«Ho cercato di trasmettere a mia figlia il senso del rispetto e l’empatia, ma non le ho insegnato a rispondere alle offese. E lei, la mia bambina di 7 anni, non è capace di difendersi dai bulli». È una mamma a parlare con L’Unione Sarda per raccontare il calvario che vive Martina (la chiameremo così, a sua tutela), presa di mira da un compagno di classe, e con un corpo che reagisce in silenzio con i capelli che cadono, a ciocche, di giorno in giorno.

Il senso di colpa della madre è grandissimo: «In cosa ho sbagliato? Avrei dovuto dirle che deve rispondere alle sopraffazioni, alle angherie? Che quando una situazione è difficile dobbiamo andarcene? Non è questo che voglio per lei. Martina deve avere il suo riscatto, deve capire che qualcuno la difende».

Tutto è cominciato qualche mese fa: Martina e Andrea (nome di fantasia) sono amici, giocano spesso insieme in una scuola della provincia di Oristano. Poi uno inizia ad avere atteggiamenti di prevaricazione sull’altra che nel tempo diventano vere e proprie vessazioni: “mi hai rubato una cosa, lo dico alla maestra”, “se non fai questo vado dalla maestra”.

Accuse che nella mente di una bimba diventano pesanti da digerire e Martina non riesce a reagire. «Ama tantissimo le sue maestre e le rispetta, quindi non se la sente di rispondere a tono quando viene sgridata anche se sa benissimo di non aver fatto nulla di quello che le rimproverano».

La famiglia si rivolge a dei professionisti, tra i quali uno psicologo, per aiutare la bambina. Le varie strategie non funzionano, anzi la situazione peggiora. Al mattino, quando è ora di uscire per andare a scuola, Martina sta sempre male. Vengono svolti accertamenti per escludere patologie ma nessuna causa al suo malessere e alla caduta di capelli viene individuata: non è alopecia, non ci sono disfunzioni, non è celiachia, diabete o altro. L’unico motivo a questo stato di cose viene individuato nello stress emotivo.

La bambina continua a studiare, con ottimi risultati, ma l’ansia non l’abbandona Quando, finite le lezioni, torna a casa sembra sollevata: «Dopo aver vissuto l’ennesima giornata emotivamente pesante ha bisogno di qualche ora per rimuginare e poi ci racconta cos’è successo.

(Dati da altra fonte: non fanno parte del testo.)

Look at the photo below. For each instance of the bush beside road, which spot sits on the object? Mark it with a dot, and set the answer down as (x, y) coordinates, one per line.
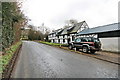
(8, 56)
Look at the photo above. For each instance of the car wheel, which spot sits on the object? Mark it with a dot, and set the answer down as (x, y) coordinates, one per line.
(92, 51)
(77, 49)
(70, 47)
(85, 49)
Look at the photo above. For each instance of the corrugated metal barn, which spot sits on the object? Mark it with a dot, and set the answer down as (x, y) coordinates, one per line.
(108, 35)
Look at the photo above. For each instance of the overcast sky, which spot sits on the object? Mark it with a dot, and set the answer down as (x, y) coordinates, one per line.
(54, 13)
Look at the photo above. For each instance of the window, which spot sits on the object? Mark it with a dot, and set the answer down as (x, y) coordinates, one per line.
(78, 40)
(63, 40)
(84, 40)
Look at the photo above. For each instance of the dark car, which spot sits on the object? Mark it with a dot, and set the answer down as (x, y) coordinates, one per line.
(86, 44)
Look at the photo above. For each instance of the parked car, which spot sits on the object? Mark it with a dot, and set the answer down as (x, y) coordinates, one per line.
(86, 44)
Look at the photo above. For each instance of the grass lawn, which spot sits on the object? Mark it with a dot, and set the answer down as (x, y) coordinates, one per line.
(4, 59)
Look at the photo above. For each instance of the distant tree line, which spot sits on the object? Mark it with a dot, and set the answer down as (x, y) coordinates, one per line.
(38, 34)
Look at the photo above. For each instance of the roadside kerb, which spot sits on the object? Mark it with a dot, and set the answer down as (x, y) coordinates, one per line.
(90, 55)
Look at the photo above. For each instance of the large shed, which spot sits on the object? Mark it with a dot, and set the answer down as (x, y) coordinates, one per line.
(108, 35)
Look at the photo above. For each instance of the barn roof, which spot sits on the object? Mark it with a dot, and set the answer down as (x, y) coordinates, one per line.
(100, 29)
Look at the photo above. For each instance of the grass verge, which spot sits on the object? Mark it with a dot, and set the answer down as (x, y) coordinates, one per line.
(4, 59)
(52, 44)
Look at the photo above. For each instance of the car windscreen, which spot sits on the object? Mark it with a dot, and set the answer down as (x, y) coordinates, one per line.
(96, 40)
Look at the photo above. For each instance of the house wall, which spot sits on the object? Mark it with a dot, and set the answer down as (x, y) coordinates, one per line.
(110, 44)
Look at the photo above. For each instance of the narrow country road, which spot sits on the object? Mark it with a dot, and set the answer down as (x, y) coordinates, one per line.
(42, 61)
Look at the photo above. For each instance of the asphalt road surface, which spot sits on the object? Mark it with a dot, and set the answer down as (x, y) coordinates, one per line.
(38, 60)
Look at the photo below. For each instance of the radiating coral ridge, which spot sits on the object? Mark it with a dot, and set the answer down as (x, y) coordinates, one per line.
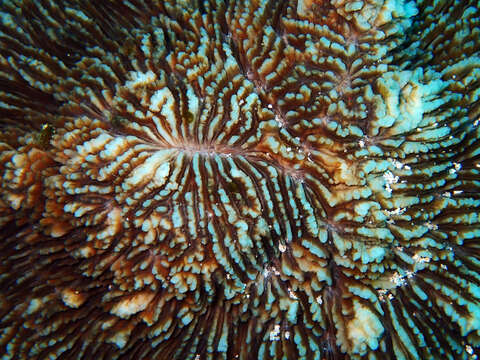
(239, 179)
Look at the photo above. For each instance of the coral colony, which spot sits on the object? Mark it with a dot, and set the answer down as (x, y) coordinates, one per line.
(248, 179)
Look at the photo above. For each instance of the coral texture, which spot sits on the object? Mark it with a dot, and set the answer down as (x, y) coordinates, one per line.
(262, 179)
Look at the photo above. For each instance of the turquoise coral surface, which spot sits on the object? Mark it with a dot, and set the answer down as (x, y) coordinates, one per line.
(262, 179)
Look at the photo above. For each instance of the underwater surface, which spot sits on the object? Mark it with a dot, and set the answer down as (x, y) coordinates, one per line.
(220, 179)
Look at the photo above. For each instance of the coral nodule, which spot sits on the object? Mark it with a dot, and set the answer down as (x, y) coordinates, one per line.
(218, 179)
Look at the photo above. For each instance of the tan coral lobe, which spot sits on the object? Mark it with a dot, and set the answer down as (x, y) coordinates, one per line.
(255, 179)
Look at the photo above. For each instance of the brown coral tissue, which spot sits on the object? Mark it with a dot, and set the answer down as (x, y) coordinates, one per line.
(239, 179)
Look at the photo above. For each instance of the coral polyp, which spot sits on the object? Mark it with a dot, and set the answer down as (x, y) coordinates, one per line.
(239, 179)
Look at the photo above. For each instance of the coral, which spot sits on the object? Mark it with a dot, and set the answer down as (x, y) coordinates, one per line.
(262, 179)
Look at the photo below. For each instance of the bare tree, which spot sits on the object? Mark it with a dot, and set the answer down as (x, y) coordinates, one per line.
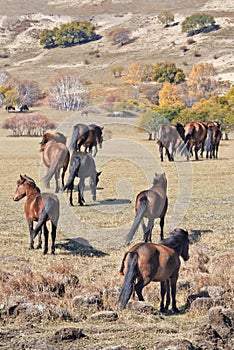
(67, 92)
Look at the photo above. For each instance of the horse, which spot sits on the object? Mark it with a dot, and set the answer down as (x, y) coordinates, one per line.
(195, 135)
(82, 165)
(87, 135)
(58, 137)
(23, 108)
(214, 136)
(39, 207)
(171, 138)
(55, 156)
(146, 262)
(151, 204)
(9, 108)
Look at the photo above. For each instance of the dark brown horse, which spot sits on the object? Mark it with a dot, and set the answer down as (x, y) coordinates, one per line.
(58, 137)
(195, 135)
(88, 136)
(55, 156)
(151, 204)
(171, 138)
(146, 262)
(82, 165)
(39, 207)
(214, 136)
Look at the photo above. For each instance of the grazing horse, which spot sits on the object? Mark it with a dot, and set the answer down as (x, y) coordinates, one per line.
(195, 135)
(146, 262)
(151, 204)
(23, 108)
(87, 135)
(58, 137)
(213, 139)
(9, 108)
(39, 207)
(171, 138)
(55, 156)
(82, 165)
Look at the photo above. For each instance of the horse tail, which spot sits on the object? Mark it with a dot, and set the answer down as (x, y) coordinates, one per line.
(74, 169)
(127, 287)
(45, 215)
(138, 217)
(74, 139)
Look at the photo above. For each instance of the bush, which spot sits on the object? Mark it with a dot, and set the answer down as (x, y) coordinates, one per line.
(198, 23)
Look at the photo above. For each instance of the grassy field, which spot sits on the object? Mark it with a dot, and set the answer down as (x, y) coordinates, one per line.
(90, 244)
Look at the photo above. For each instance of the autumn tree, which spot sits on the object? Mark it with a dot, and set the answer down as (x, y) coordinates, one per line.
(166, 18)
(67, 92)
(170, 95)
(167, 72)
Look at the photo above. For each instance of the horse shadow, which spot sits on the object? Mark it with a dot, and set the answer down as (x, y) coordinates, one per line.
(195, 235)
(79, 246)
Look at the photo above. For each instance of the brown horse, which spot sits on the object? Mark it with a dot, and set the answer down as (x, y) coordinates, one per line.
(146, 262)
(88, 136)
(171, 138)
(39, 207)
(151, 204)
(55, 156)
(195, 135)
(58, 137)
(214, 136)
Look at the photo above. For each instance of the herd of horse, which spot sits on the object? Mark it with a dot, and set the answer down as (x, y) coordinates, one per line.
(145, 261)
(193, 136)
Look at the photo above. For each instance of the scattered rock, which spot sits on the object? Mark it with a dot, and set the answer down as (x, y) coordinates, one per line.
(105, 316)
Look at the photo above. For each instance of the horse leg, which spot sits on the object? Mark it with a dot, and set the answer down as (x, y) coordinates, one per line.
(173, 292)
(138, 288)
(46, 234)
(31, 246)
(53, 237)
(39, 245)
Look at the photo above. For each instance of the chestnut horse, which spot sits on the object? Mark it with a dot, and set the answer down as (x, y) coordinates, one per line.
(58, 137)
(195, 135)
(39, 207)
(55, 156)
(88, 136)
(146, 262)
(82, 165)
(151, 204)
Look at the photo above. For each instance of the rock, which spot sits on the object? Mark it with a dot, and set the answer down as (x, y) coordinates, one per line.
(175, 344)
(68, 333)
(105, 316)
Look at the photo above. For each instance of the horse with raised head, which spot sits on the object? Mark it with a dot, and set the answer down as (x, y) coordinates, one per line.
(88, 136)
(39, 207)
(150, 204)
(82, 165)
(146, 262)
(170, 137)
(194, 136)
(58, 137)
(55, 156)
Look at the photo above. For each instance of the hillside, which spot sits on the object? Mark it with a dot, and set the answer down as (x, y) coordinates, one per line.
(22, 56)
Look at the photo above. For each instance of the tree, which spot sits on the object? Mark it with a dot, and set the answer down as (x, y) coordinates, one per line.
(198, 23)
(170, 95)
(166, 18)
(201, 81)
(167, 72)
(67, 92)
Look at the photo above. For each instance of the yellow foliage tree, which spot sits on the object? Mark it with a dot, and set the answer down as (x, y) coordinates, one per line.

Non voglio condannare nessuno, ma sono sola contro tutti e guardo mia figlia e la sua sofferenza, guardo quei capelli che cadono – siamo già al 70 per cento -, mentre lei, sempre coraggiosa, accetta quello che accade e va avanti. Non riesce a cercare un senso di giustizia, ha un livello di empatia tale che non vuole che un altro bambino venga punito. Voglio che si parli di questo fenomeno, che non si registra solo tra adolescenti e giovani, il bullismo alberga anche in altre fasce di età. E mentre nelle scuole secondarie ci sono progetti di sensibilizzazione, in quelle primarie il nulla o quasi».   

Cambiare classe o scuola? «Non è una soluzione, non gioverà al suo malessere. Così come non serve che qualcuno dica a Martina “ti devi difendere”, vogliamo insegnare ai nostri figli che è giusto avere un atteggiamento di questo tipo? La scuola dovrebbe essere un luogo sicuro, protetto». 

«Mi chiedo ancora: se ci fosse stata più informazione, se avessi preso prima il coraggio di raccontare a tutti quello che stava succedendo, avrei potuto aiutare mia figlia? Lei dimostra tanta forza, non piange, accetta questa situazione con molto coraggio. Vede i capelli che restano sulla spazzola e dice: “Ormai stanno cadendo, non so perché, ma rimarrò senza. Vorrà dire che li taglierò come i soldati così poi ricresceranno più forti». Sono io che invece piango, e ho deciso di parlare perché non succeda mai più tutto questo a nessun altro bambino, a nessun’altra mamma, a nessun’altra famiglia. Ho fiducia nel fatto che Martina ce la farà e uscirà da questa brutta storia che comunque le lascerà un segno profondo».

In tanti, di fronte a vicende come questa, quando il finale è drammatico e le vittime delle angherie compiono gesti estremi, chiedono: “E i genitori dov’erano?”. «Eccomi, io sono qui, adesso, come sempre finora e come sempre in futuro. Ma sono sola, chi fa qualcosa di concreto per mia figlia?».

Dai colloqui con le insegnanti finora non si è arrivati ad alcun risultato, anche se domani ci sarà un nuovo incontro con i dirigenti e forse emergerà qualche proposta.